Reclaim SRE- Let's put Engineering back into Site Reliability Engineering

The Problem

SRE in name only

Every week, engineers post something like this:

"So I have an SRE role but 80% of our tasks are support and 20% are responding to alerts... What can I do to be an SRE or apply for an SRE job? I have almost 3 years of experience."

r/sre, every week, ad nauseam

This engineer isn't as confused about SRE as much as their company is. They have a title that means one thing, and responsibilities that are completely different. It feels like a bait and switch.

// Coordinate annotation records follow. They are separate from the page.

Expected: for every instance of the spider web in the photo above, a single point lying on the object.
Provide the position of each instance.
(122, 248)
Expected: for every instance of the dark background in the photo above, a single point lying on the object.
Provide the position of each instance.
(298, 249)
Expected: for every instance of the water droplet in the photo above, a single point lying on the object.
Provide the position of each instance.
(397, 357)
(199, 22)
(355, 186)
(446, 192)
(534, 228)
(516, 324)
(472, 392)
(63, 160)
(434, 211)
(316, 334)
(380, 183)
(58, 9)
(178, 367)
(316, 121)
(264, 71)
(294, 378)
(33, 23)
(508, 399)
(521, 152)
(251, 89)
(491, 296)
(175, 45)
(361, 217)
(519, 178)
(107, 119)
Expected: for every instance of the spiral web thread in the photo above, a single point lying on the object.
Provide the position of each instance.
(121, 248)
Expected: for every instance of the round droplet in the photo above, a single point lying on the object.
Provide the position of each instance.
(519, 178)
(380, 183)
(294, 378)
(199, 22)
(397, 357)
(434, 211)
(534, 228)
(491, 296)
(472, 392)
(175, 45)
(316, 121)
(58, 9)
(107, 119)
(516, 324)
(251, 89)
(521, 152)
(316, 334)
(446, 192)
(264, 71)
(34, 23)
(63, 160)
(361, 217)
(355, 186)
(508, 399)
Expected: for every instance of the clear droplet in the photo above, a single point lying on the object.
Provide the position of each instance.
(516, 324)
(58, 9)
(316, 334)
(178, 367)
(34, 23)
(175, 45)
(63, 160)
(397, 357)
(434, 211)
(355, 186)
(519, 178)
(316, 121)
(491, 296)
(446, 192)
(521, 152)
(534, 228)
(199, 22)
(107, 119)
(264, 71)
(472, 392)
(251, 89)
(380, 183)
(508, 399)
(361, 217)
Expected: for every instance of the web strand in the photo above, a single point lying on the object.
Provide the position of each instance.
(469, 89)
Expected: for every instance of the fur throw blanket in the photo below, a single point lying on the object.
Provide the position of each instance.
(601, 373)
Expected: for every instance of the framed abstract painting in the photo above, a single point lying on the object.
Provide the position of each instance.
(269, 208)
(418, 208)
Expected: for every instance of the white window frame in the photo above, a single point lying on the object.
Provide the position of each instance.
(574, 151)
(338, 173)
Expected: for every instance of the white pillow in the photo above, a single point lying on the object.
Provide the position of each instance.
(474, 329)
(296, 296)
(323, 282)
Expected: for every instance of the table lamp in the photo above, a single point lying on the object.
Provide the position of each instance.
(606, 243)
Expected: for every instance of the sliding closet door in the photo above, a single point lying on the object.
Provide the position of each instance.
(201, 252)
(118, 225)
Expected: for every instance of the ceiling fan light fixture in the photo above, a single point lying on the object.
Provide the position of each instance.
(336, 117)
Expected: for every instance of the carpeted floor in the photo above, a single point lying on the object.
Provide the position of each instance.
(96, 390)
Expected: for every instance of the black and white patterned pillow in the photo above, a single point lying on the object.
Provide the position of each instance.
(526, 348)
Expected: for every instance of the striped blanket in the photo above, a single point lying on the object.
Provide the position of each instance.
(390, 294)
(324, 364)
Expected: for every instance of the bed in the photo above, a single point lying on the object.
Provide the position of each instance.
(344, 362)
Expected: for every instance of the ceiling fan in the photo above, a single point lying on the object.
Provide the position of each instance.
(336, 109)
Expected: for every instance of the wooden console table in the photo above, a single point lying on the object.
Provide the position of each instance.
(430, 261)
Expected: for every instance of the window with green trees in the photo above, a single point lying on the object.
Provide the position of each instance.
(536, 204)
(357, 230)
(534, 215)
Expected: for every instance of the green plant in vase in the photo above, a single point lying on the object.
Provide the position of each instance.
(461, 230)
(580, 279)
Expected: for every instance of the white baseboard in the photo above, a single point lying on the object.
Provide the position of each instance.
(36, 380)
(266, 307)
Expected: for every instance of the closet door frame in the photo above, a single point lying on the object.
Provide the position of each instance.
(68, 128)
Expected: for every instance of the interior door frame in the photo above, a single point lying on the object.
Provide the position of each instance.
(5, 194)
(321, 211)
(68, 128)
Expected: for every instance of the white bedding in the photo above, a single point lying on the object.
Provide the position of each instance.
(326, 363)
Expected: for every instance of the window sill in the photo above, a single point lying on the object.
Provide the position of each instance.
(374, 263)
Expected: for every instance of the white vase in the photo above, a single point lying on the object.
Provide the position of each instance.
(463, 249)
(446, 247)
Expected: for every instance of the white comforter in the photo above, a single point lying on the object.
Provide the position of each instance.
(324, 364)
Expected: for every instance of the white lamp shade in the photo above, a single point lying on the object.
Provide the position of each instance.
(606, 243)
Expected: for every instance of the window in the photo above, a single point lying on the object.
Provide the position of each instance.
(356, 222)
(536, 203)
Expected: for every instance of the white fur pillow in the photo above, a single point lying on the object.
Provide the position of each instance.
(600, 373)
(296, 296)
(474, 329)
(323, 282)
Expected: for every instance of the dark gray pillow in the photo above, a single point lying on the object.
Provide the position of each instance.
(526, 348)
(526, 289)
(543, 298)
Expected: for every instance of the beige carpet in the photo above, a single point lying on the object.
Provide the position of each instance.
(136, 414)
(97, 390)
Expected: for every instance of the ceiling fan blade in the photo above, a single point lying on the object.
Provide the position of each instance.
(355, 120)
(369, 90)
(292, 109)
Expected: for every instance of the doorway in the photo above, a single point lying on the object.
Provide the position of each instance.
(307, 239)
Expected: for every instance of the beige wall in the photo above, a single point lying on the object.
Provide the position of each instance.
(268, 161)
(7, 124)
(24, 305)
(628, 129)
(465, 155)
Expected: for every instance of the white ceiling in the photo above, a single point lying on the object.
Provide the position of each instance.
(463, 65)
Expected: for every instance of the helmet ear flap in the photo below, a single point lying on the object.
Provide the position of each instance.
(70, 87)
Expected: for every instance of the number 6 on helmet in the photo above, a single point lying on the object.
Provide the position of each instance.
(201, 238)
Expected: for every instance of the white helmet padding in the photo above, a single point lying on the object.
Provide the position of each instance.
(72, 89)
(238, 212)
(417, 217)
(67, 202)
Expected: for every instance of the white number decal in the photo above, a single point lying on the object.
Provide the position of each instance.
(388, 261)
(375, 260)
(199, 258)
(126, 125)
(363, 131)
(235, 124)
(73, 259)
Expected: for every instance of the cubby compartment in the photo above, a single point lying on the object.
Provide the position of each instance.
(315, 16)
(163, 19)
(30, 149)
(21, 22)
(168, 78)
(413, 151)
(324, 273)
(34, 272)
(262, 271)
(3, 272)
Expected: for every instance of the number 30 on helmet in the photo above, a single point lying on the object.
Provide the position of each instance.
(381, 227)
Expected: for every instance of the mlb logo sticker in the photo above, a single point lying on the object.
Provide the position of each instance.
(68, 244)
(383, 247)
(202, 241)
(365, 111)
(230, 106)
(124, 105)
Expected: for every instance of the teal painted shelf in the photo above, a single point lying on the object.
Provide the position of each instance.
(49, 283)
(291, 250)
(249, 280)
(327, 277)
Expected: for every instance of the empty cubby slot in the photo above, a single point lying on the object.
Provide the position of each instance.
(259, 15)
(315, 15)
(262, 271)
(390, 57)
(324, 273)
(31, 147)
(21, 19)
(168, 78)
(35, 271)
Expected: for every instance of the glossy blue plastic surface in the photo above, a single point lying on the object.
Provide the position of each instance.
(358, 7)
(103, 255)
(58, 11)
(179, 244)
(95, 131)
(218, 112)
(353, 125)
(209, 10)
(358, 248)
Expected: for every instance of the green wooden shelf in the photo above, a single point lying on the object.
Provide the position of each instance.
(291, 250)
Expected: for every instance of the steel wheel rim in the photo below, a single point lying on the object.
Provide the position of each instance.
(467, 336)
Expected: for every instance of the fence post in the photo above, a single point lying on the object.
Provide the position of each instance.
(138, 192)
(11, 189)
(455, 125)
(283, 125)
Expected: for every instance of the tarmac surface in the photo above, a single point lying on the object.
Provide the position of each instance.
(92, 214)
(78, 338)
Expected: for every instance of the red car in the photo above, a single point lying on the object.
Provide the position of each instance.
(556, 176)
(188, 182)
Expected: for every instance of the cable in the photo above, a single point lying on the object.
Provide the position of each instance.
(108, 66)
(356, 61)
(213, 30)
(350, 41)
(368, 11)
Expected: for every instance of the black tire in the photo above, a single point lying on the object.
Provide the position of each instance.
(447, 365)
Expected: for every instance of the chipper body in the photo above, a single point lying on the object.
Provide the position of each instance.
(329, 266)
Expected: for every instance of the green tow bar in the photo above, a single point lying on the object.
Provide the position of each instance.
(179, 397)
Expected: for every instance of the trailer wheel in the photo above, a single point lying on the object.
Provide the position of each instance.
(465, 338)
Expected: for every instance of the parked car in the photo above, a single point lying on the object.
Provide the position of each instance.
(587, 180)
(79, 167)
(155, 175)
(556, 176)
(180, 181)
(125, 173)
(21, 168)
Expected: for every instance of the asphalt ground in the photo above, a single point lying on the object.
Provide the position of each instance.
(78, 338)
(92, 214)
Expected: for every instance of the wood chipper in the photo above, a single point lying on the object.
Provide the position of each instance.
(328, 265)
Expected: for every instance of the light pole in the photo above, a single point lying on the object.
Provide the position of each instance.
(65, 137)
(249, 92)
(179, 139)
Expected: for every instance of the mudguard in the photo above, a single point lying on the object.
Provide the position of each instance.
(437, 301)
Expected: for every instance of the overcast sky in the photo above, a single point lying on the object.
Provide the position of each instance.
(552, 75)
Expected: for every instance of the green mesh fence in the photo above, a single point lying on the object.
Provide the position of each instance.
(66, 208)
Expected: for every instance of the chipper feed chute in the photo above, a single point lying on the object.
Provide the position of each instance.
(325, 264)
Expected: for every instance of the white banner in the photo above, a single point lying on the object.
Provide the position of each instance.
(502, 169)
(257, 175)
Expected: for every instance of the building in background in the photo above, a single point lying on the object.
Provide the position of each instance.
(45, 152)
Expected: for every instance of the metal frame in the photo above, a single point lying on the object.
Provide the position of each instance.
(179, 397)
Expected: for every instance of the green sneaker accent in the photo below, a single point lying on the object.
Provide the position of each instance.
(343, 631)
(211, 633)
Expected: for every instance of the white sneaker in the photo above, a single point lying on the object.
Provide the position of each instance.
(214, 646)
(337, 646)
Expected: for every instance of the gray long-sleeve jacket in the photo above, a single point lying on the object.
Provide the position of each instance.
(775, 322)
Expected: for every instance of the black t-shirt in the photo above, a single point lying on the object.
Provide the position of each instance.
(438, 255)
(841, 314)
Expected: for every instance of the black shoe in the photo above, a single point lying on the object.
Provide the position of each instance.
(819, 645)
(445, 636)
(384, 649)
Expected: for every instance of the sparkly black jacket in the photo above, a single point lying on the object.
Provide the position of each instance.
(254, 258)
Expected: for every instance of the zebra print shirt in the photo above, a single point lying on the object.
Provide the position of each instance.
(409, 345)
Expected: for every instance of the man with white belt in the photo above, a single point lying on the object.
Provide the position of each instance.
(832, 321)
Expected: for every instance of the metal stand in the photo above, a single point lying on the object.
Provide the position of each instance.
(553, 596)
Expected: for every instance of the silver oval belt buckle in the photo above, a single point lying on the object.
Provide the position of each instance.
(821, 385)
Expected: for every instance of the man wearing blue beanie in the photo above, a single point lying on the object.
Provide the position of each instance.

This misperception of "SRE" has sadly spread faster than the actual practice. That gap is costing engineers their career trajectory- and companies the opportunity to truly invest in better reliability.

The definition

What SRE actually is

SRE was defined by Google's Ben Treynor Sloss in 2003, first articulated publicly in a 2014 SREcon talk, and introduced fully in the 2016 SRE Book. The core idea is simple and specific: apply software engineering to solve operations problems. The goal is not to add more humans to soak up manual effort and incidents- it's to eliminate the sources of those things in the first place.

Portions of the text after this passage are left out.